Feinstein initially approached the question of how creativity works with an economist’s toolset and tried to model the process. But he reached a breakthrough, with a moment of creative inspiration, when he decided to interview a number of scholars engaged in creative pursuits. He noticed early on that each person had a distinctive area of creative interest. “I don’t think that they understood, necessarily, how distinctive [their interest] was to them, because they’re just one person,” says Feinstein. “But when I could line up 30 of them in a row, I could see how every single person had a different thing that interested them that they wanted to go out and do.”
This was the beginning of the theory of creative development that Feinstein outlines in his book. He sees creativity as a two-step process. First, individuals form creative interests -- fields or self-defined topics that they wish to explore. The formation of the interest can come years or even decades before the final creative output. The next step is creative development, in which individuals generate and pursue ideas and projects that are related to their conceptions of their creative interests. Feinstein outlines phases in the process, such as what he calls “creative response,” in which someone encounters a stimulus that resonates with his or her interest.
As he honed his theories, Feinstein studied a number of creative luminaries. He devoured biographies, he perused the complete writings of John Maynard Keynes, he dissected the autobiography of Alexander Calder, and he boned up on enough physics to understand Einstein’s contributions to the field. He discusses approximately 70 different people in his book, illustrating his ideas with examples from their lives.
Feinstein notes that a lot of writing about creativity focuses on the dramatic moment at the end of the creative process, when a problem is solved or an invention created. “I’m more interested in the whole process,” says Feinstein. “How did they even come to focus on a topic that was distinctive to them? That’s interesting to me. And then, how do they eventually, through a winding path, come around to make a contribution, which might be what they first thought it would be or might be quite different?”
As Feinstein studied creative contributions in business, art, music, and science, he harvested his insights and delivered them to the classroom. He has taught a course on creativity for the last several years. In addition to learning about the creative process, students in Feinstein’s class engage in group creativity exercises and study topics such as the obstacles to creativity, brainstorming, and the nature of creativity in teams and organizations. Feinstein also teaches a series of cases about the management of creativity.
In his course, Feinstein aims to teach both sides of the creativity and innovation equation.
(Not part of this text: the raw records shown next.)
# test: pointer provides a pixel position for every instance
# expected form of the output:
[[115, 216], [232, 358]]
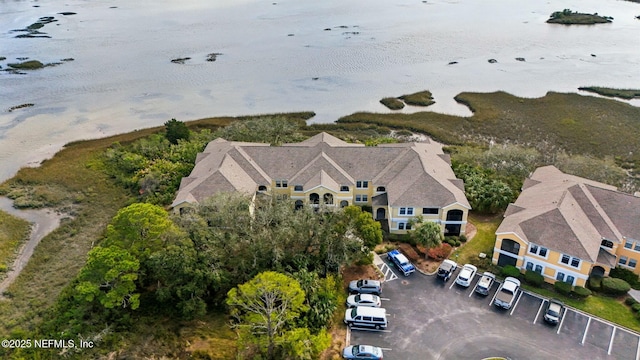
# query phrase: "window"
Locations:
[[622, 260], [575, 262], [538, 250]]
One side is how to tap one’s own creativity. “I think students get excited about that,” says Feinstein. “It gives them access to that sense of, ‘I can be creative. There are processes that I can understand and that I can go through. I can make my own creative contribution.’” The other side is how to manage the creativity of others within an organization. “The more you see the different case studies, the more you begin to get a feeling for creativity itself and how it works, which is very useful if you’re going to manage people in creative activities.”
Feinstein emphasizes that his studies of creative types (defined broadly) have a very practical side. “Creativity is often the source of value in business. It’s the thing that gives you a distinctive product or service… Companies today recognize that.” Feinstein also throws in an argument for academic rigor: “You have to understand the creative process. That’s where good management starts: You understand what these people are doing, and how they go about it.”